Romney’s lead disappeared and, after celebrating with a few cocktails,
Kennedy
returned to the Senate to continue wrecking the country.
About six
months later, Ampad closed the Marion plant for good. As Ampad’s
president,
Charles Hanson, explained at the time, the company had “sustained
severe
economic damage as a result of our inability to manufacture products at
our
Marion plant.” Apparently, the only thing this ruthless capitalist
lackey cared
about was that the factory actually produce product!
In any
event, it’s highly unlikely that Bain would have anything to do with a
day-to-day management decision to close a plant, anyway.
Bain led
Ampad to thrive over the next few years, buying up more companies in
1995,
hiring more workers and making investors nearly $100 million. By 1996,
Ampad
was being described in Chief Executive magazine as “a stronger,
profitable
competitor in a consolidating -- and reviving -- domestic industry.”
Alas,
people kept using those damn computers and shopping for discount paper
at
Staples and similar stores, and in 1999, Ampad had to file for
bankruptcy
protection.
Contrary to
every single news report on Bain’s involvement with Ampad, Bain did not
drive
the company to bankruptcy by looting it. To the contrary, Bain built up
the
company, added other companies to it, turned it into a “profitable
competitor”
that paid handsome dividends for a few years. (And by the way, the
company
would have gone bankrupt a lot sooner if it hadn’t closed down the
non-producing Marion plant.)
But in the
end, that wasn’t enough.
If years of
furious acquisition, followed by bankruptcy nearly a decade later had
been
Bain’s secret plan all along, Bain would be the most ham-fisted looter
in
history.
Politicians’
morbid fear of technological advances in the free market has real-world
consequences.

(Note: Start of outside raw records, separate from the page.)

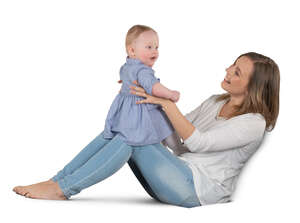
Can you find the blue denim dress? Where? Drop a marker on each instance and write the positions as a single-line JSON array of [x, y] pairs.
[[137, 124]]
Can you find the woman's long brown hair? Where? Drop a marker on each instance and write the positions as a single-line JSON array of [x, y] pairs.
[[263, 90]]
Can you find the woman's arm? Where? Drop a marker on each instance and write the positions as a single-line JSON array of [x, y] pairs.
[[183, 127], [160, 90]]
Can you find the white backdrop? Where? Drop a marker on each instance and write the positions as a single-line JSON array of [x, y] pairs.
[[59, 64]]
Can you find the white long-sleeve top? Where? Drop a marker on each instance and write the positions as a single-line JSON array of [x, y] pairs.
[[218, 149]]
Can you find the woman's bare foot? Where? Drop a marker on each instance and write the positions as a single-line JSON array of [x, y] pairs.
[[45, 190]]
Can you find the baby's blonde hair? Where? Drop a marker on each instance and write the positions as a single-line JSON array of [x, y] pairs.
[[134, 32]]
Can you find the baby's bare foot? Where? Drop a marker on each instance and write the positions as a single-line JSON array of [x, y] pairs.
[[45, 190]]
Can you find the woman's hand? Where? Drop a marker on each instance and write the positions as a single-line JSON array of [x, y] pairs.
[[139, 91], [183, 126]]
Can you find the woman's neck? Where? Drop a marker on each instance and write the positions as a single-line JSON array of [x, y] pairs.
[[235, 101]]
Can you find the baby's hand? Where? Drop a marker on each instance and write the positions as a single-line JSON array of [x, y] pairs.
[[175, 96]]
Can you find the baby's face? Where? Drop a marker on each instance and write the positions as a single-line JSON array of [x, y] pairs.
[[145, 48]]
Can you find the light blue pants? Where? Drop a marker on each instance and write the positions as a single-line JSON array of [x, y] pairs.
[[165, 177]]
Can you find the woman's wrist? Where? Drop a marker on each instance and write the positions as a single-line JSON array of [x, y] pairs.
[[165, 104]]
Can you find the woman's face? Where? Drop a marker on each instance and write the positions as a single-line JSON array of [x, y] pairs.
[[237, 77]]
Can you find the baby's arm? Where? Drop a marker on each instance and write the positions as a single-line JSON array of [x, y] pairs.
[[161, 91]]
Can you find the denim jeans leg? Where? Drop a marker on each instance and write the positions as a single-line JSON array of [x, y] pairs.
[[103, 164], [169, 177], [84, 155]]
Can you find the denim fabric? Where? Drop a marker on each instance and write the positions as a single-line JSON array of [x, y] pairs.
[[165, 177]]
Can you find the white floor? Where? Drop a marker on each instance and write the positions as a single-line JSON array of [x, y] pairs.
[[59, 64]]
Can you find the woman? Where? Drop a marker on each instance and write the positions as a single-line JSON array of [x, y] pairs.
[[218, 138]]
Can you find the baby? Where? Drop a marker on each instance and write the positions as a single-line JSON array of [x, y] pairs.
[[139, 124]]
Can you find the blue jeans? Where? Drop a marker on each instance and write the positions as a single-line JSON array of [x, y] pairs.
[[165, 177]]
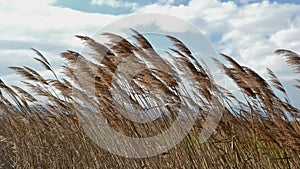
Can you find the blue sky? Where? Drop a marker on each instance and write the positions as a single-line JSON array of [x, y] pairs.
[[248, 30]]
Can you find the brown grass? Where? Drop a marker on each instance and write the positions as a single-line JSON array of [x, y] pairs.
[[40, 128]]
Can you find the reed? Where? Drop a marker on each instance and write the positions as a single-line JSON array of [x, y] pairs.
[[40, 128]]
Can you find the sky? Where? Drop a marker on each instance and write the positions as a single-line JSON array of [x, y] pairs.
[[248, 30]]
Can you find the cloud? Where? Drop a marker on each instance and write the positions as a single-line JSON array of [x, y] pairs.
[[115, 3]]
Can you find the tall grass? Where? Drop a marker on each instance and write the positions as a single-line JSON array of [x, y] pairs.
[[40, 128]]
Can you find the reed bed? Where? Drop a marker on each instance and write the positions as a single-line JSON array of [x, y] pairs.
[[41, 128]]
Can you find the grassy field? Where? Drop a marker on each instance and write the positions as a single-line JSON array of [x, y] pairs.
[[40, 127]]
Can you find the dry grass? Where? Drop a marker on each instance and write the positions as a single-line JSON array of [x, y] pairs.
[[40, 128]]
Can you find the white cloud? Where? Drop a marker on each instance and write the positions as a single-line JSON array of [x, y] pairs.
[[115, 3]]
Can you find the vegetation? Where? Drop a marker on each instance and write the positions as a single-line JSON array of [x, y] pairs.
[[40, 127]]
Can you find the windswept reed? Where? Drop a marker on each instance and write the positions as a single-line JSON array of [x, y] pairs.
[[40, 127]]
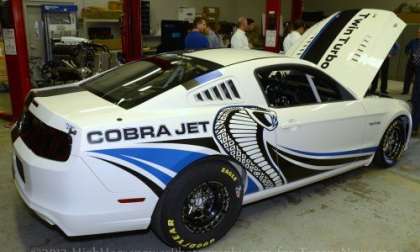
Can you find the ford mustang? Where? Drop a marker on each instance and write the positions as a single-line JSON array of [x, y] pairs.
[[181, 141]]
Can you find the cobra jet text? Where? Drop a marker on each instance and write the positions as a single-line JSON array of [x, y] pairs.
[[146, 132]]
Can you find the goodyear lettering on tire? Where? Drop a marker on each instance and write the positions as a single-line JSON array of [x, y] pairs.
[[182, 242], [229, 173]]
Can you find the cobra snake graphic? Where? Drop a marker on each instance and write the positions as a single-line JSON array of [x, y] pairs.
[[240, 132]]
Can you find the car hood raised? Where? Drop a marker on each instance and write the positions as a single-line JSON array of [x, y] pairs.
[[351, 45]]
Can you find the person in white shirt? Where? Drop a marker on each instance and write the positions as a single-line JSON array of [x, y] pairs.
[[294, 36], [239, 39]]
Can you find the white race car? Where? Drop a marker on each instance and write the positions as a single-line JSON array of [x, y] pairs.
[[181, 141]]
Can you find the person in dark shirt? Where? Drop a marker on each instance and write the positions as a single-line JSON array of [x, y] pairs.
[[197, 39], [413, 51]]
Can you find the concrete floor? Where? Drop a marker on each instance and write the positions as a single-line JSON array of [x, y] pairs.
[[368, 209]]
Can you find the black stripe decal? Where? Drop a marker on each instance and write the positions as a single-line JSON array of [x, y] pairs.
[[152, 185], [291, 171], [323, 162], [323, 41], [207, 142]]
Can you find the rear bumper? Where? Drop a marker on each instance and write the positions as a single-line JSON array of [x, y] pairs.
[[69, 195]]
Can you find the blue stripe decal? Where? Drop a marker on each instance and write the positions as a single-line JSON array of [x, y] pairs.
[[252, 187], [325, 154], [175, 160], [208, 77], [319, 34]]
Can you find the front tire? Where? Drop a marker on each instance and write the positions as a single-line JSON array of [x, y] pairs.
[[200, 206], [392, 144]]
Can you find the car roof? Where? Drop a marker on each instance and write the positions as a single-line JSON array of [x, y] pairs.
[[228, 56]]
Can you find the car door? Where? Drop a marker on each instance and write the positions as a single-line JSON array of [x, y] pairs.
[[321, 126]]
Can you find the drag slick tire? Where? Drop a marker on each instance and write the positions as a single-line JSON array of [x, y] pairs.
[[392, 144], [199, 206]]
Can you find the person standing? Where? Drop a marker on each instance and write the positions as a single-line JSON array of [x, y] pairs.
[[196, 38], [294, 36], [239, 39], [215, 40], [415, 101], [254, 36], [413, 51]]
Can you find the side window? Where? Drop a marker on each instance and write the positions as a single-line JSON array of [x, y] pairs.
[[286, 87], [328, 90]]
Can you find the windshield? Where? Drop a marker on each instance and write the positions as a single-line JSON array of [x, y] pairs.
[[134, 83]]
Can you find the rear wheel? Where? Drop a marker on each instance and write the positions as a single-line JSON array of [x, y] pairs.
[[392, 144], [199, 206]]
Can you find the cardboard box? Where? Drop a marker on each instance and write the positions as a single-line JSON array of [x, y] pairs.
[[101, 13], [115, 5], [112, 44], [410, 17], [211, 12]]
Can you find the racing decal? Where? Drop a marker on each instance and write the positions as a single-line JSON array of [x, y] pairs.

You will recall that the mainstream media-adored FBI
agent
Colleen Rowley’s main indictment of the bureau after 9/11 was that the
FBI had
really old computers, preventing it from anticipating the greatest
terrorist
attack in world history.
In response
to Rowley’s charges, for example, the Times’ Maureen Dowd denounced
federal law
enforcement agencies for being “antiquated,” “inept” and “bloated.”
(She also
said: “I want to see some agents lose their jobs.” Maureen Dowd:
Inadvertent
Romney Supporter.)
Of course,
if the Democrats, Newt Gingrich and Rick Perry were running things, the
FBI
would still be using paper and pens -- maybe quill pens -- all in order
to save
Randy Johnson’s union job! Instead of a Xerox machine, they’d have a
monk in
the back room creating copies of documents by hand so as not to be
accused of
“vulture capitalism” for eliminating the monk’s job.
I don’t
know how Mitt Romney is supposed to explain free market capitalism to
career
politicians, much less describe the intricacies of a thousand business
decisions in two minutes during a debate.
But we know
that Bain’s acquisition of Ampad is the left’s best shot against
Romney’s
business career. We may presume they don’t have anything better, or
we’d be
hearing about it.
The
anti-Romney hysterics don’t get to come back later with another company
allegedly looted by Bain that I’ll have to spend another week
researching.
Henceforth, I shall refer you back to the Ampad example -- their
smoking gun --
which, as we have seen, is not even a water pistol.